Although he seems far removed in time and in tone, Anglo-Irish satirist Jonathan Swift was a contemporary of O'Rathaille. Although ambivalent about his Irish identity, Swift was forthright in his attacks on English policies that beggared the Irish nation. Swift became a hero in Ireland for championing the Irish cause in such works as the Drapier’s Letters, a series of pamphlets published anonymously in 1724 and 1725. When English policies prohibited most Irish exports, Swift wrote the bitter satire A Modest Proposal (1729). In it he suggested that in order to solve the problems of food shortages, unemployment, and overpopulation in Ireland, Irish children of poor parents “be offered in Sale to Persons of Quality and Fortune, through the Kingdom; … I grant this food will be somewhat dear, and therefore very proper for Landlords; who, as they have already devoured most of the Parents, seem to have the best Title to the Children.” Much of Swift’s poetry, like his prose, addressed the unfair treatment of the Irish by the English.

Swift also encouraged the work of a number of women writers.

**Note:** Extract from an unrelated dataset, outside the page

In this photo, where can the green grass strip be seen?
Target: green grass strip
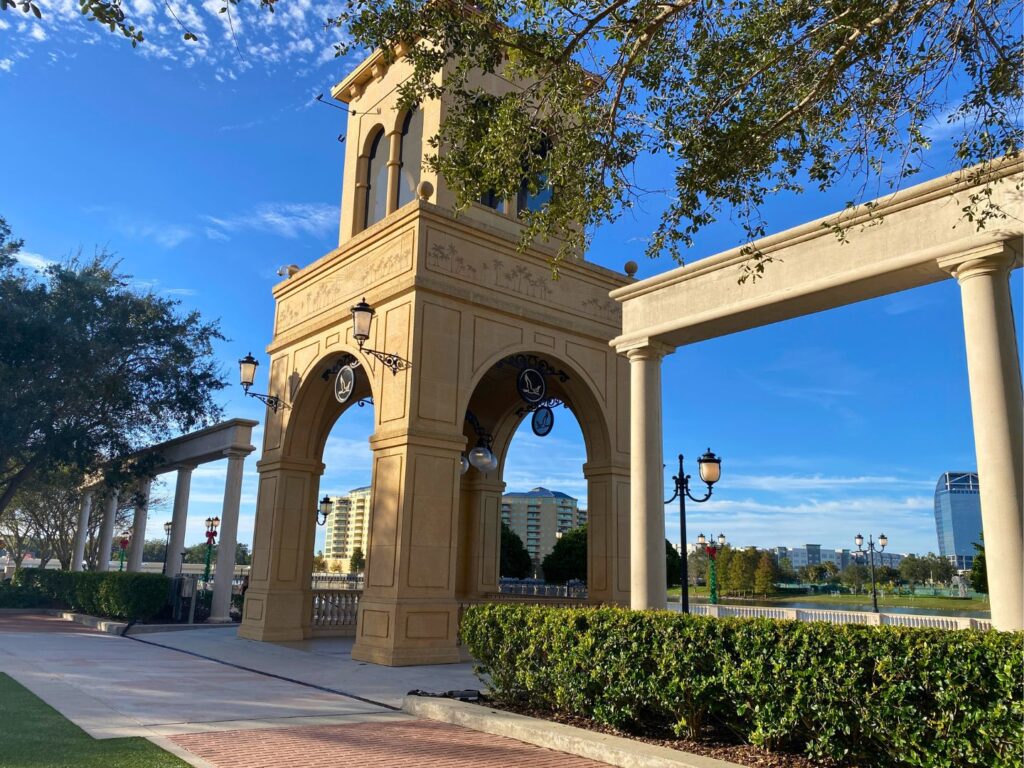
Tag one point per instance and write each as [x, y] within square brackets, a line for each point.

Mary Delany, an English woman married to Irish writer and clergyman Patrick Delany, corresponded with Swift and with friends and relatives in England. Her letters, which provide a detailed account of Anglo-Irish life, were compiled in six volumes in 1861 and 1862 and were republished in one volume as Letters from Georgian Ireland in 1991. Others who received his encouragement include memoirist Laetitia Pilkington and poets Mary Barber, Constantia Grierson, and Swift’s longtime friend and student, Esther Johnson.

Ethnic viewpoints had begun to characterize the writing of history in the 17th century. English poet Edmund Spenser, who settled in Ireland, described the Irish as savages and supported England’s political position in his Veue of the Present State of Ireland (1633). On the other side, native Irish priest and poet Geoffrey Keating captured Irish legend and history in Foras Feasa ar Éirinn (1618-1634; Basic Knowledge of Ireland, 1723).

In the 18th century, English caricatures of the Irish were brought onto the stage. Anglo-Irish dramatist Thomas Sheridan incorporated the figure of the so-called stage Irishman in his farce The Brave Irishman or Captain O'Blunder (1743). This stereotypical Irishman was talkative and fond of exaggeration and of drinking, yet able to outwit his English enemies. Richard Brinsley Sheridan developed this figure in his portrayal of Sir Lucius O'Trigger, a man who enters a duel to defend his country, in the farce The Rivals (1775).

Other Anglo-Irish writers were more sympathetic. Oliver Goldsmith praises the qualities of rural Irish and English life in the novel The Vicar of Wakefield (1766) and comments on the effects of privilege in the Anglo-Irish world in She Stoops to Conquer (1773), a comedy of mistaken identity. Writer and clergyman Laurence Sterne produced an inventive work of fiction, The Life and Opinions of Tristram Shandy, Gentleman (1759-1767), that ridiculed 18th-century literary conventions even as it employed them. Calling the work his autobiography, Sterne starts by having the narrator question his parent’s judgment at the moment of his conception. The work, which proceeds in a nonlinear fashion with lapses and interruptions, would influence the narrative technique of James Joyce in the 20th century.